La Terapia de Aceptación y Compromiso (ACT) se basa en tres pilares fundamentales: el contextualismo funcional, la Teoría de los Marcos Relacionales (RFT) y la propuesta de psicopatología centrada en la evitación experiencial o inflexibilidad psicológica. El contextualismo funcional enfatiza la comprensión de la conducta en su contexto y la búsqueda de acciones efectivas para producir cambios deseados por el cliente. La RFT explica cómo el lenguaje y la cognición influyen en el desarrollo y mantenimiento de los problemas psicológicos, permitiendo la transformación de funciones psicológicas a través de relaciones verbales. La inflexibilidad psicológica, o evitación experiencial, se considera la raíz de muchos problemas psicológicos, donde el intento de controlar o suprimir el malestar paradójicamente lo fortalece y limita la vida del individuo. El objetivo terapéutico de ACT es fomentar la flexibilidad psicológica, permitiendo al paciente contactar plenamente con el presente, observar sus pensamientos y sensaciones con distancia, y actuar en dirección a sus valores personales, incluso en presencia de malestar.
Las habilidades del terapeuta ACT son cruciales para una aplicación efectiva. Estas incluyen establecer una relación terapéutica genuina, empática e igualitaria, donde se valide la experiencia del cliente y se minimice el rol de experto. El terapeuta debe ser capaz de realizar un análisis funcional exhaustivo del patrón de evitación del cliente, identificando los antecedentes, las conductas problema (tanto públicas como privadas) y las consecuencias a corto y largo plazo. Esto permite al cliente discriminar su propio comportamiento y sus efectos. La reformulación del problema, o «desesperanza creativa», es una etapa clave donde el terapeuta ayuda al cliente a vislumbrar que sus intentos de control del malestar son, paradójicamente, parte del problema, generando curiosidad y disposición al cambio.
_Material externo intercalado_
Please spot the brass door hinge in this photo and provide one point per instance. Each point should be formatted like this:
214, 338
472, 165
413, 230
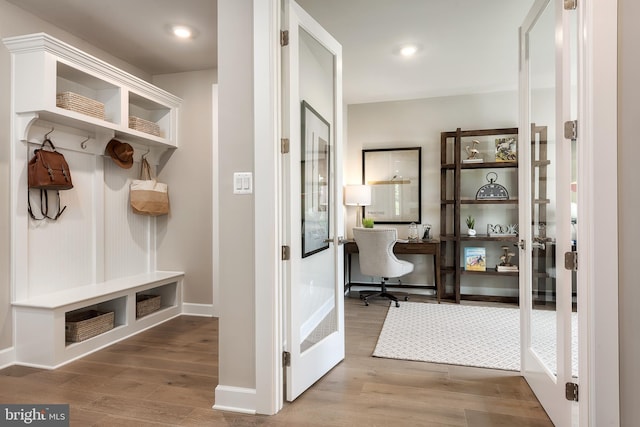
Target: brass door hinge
284, 145
284, 38
286, 253
571, 129
571, 392
571, 261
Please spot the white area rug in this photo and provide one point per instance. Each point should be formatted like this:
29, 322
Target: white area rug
487, 337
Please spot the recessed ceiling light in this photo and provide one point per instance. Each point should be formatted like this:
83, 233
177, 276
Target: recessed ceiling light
408, 50
182, 31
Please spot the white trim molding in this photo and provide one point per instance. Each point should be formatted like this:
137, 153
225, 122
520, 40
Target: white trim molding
191, 309
235, 399
7, 357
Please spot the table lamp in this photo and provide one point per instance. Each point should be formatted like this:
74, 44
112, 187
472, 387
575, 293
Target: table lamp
357, 195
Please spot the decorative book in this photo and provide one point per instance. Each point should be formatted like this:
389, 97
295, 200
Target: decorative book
506, 149
475, 259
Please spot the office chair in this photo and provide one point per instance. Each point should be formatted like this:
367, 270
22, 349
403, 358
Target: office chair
375, 248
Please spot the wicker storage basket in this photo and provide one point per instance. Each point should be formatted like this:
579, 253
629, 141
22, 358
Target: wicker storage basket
83, 325
136, 123
80, 104
146, 304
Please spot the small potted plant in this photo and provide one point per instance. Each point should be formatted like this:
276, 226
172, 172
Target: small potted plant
471, 224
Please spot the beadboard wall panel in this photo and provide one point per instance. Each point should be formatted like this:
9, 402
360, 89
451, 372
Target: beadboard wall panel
127, 236
67, 244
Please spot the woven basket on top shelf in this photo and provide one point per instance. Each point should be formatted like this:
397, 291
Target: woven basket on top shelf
80, 104
83, 325
136, 123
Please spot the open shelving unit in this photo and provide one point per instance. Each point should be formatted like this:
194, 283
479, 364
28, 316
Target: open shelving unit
459, 183
98, 255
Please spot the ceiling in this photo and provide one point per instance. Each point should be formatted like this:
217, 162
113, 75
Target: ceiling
137, 31
467, 46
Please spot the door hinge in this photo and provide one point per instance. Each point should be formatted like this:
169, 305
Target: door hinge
571, 129
571, 392
284, 145
571, 261
286, 253
284, 38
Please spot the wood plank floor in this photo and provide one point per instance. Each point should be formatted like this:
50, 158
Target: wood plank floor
166, 377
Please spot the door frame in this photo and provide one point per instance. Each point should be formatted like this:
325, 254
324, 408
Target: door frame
598, 372
598, 309
267, 208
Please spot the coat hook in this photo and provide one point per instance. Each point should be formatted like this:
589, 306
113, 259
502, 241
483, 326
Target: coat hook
83, 144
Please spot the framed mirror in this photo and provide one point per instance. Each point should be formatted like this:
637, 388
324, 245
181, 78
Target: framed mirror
395, 177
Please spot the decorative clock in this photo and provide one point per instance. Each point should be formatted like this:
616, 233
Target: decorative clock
492, 190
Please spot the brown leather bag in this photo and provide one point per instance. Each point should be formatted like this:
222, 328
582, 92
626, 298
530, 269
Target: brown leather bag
48, 170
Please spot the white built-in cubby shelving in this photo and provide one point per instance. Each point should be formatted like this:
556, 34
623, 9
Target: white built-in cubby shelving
98, 255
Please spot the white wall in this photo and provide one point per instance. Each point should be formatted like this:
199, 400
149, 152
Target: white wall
629, 207
185, 240
236, 152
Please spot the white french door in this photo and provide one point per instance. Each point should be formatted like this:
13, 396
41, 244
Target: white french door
312, 198
547, 288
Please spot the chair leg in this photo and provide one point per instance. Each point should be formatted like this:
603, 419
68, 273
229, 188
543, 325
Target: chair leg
383, 293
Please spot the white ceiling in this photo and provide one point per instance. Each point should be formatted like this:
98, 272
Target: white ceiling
137, 30
468, 46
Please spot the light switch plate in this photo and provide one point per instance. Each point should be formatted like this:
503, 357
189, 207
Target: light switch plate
242, 183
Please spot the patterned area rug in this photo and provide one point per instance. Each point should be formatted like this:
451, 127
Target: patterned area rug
486, 337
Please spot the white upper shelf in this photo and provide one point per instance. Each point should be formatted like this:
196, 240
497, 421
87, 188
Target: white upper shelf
45, 67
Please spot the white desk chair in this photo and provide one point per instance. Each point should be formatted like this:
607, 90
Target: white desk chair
375, 248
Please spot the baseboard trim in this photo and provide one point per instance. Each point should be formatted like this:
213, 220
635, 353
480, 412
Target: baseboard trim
7, 357
235, 399
205, 310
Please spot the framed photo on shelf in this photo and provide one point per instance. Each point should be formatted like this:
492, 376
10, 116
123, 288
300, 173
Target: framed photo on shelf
315, 167
475, 259
506, 149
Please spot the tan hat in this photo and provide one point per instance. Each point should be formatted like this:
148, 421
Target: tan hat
121, 153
El esclarecimiento de valores es otro proceso central, donde el terapeuta ayuda al cliente a identificar qué le da sentido a su vida y a conectar sus acciones con estas direcciones valiosas. No se busca eliminar el dolor, sino que el dolor se convierte en una guía para identificar lo que es importante para el cliente. Finalmente, el entrenamiento en defusión y diferenciación de las dimensiones del yo busca que el paciente aprenda a observar sus pensamientos, sensaciones y recuerdos con distancia, sin fusionarse con su contenido literal. Esto se logra a través de metáforas, analogías y ejercicios experienciales que promueven la conciencia del yo como contexto, el «yo-observador», que permanece estable a pesar de los cambios en los eventos privados.
La formación y supervisión continua son esenciales para el terapeuta ACT, ya que la terapia es compleja y requiere flexibilidad en su aplicación. El terapeuta debe estar dispuesto a trabajar con sus propias barreras personales, como prejuicios o autoexigencia, y a recibir retroalimentación para perfeccionar sus habilidades. La práctica constante, la autoobservación y la disposición a experimentar, tanto por parte del terapeuta como del cliente, son fundamentales para el éxito de la terapia de aceptación y compromiso.